The village of Rathbarry, which we had now entered, consisted of a single street of low, dirty-looking cottages, their squalid uniformity varied at frequent intervals by the more prosperous shuttered face of a public-house. At the end of the street, a gateway led into a graveyard, surrounded by ill-thriven elm trees, in the middle of which stood the church. It was an ugly, oblong building, with a square tower at the west end, from which proceeded a clanging as of a cracked basin battered with a spoon.
“We’re in good time,” said Willy, drawing up with a flourish before the porch. “That’s the hurry-bell only begun now, so we’ve five minutes to spare. Look, Theo! there’s the Clashmore carriage. Did you ever see such brutes as those chestnuts?”
Before, however, I had time to reply, Uncle Dominick hurried me into the church, and we took our places in opposite corners of a singularly uncomfortable square pew.

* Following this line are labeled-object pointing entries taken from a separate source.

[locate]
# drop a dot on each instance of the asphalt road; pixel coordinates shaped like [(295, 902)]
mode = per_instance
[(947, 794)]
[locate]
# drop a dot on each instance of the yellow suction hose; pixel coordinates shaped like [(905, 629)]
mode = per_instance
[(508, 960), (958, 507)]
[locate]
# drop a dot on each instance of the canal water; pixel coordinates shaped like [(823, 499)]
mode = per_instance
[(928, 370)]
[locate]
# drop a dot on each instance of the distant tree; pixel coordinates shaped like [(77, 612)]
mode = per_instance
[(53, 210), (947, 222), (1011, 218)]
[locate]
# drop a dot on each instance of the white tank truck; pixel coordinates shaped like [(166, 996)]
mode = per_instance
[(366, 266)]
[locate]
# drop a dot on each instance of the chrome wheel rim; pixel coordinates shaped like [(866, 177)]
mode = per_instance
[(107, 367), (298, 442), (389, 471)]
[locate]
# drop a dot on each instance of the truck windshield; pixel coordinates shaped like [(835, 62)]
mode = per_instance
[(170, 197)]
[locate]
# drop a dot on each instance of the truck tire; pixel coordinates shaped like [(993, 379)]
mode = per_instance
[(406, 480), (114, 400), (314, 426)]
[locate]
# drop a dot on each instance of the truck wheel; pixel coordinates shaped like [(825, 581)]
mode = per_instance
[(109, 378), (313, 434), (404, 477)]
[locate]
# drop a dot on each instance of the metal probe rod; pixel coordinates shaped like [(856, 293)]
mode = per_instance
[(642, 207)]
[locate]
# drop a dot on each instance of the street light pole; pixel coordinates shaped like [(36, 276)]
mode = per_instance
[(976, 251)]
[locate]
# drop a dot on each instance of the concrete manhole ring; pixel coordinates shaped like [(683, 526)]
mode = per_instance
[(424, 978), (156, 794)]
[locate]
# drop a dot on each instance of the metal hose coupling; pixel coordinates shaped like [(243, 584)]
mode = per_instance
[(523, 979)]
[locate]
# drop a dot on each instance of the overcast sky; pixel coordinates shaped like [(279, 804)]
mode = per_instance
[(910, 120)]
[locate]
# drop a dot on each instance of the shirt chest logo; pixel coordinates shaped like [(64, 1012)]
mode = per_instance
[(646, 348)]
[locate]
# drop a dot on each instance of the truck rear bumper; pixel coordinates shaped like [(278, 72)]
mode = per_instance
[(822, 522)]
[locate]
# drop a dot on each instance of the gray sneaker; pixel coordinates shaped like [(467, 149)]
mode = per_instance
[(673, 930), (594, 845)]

As we sat confronting each other in the half-empty church, we heard in the porch Willy’s voice raised in agreeable converse. Apparently his remarks were of a complimentary sort, for a girl’s voice rejoined, “Oh, nonsense, Willy!” with a laugh.
“Disgraceful!” muttered my uncle, under his breath; and the next moment three ladies swept up the aisle, followed by Willy, on whose face still beamed a slightly fatuous smile.
He immediately sat down beside me, and in a rapid whisper instructed me as to the more prominent members of the congregation.
“Those are the O’Neills”—indicating the ladies he had come in with. “Connie’s the little fair one. And look! those are the Jackson Crolys! You’d better sit up and behave, as they’ll be watching you all the time. I know they all want to see what you’re like!”
“Hush! don’t talk!” I whispered back. “Here’s the clergyman.”
The service was very long. The music, which consisted of the clergyman’s daughter accompanying herself on a harmonium, with casual vocal assistance from a couple of school-children, was of an unexhilarating kind. Willy fidgeted, admired his boots, trimmed his nails, and tried to utilize every possible opening for conversation. Uncle Dominick, on the contrary, devoted his whole attention to the service, and answered all the responses with austere punctiliousness, even going so far as to try and track the clergyman’s daughter in her devious course through the hymns.
From the corner which had been allotted to me in my uncle’s pew I could not see the clergyman, and, though his voice resounded through the church, his very pronounced Cork accent made it difficult for me to understand more than a word here and there in his discourse.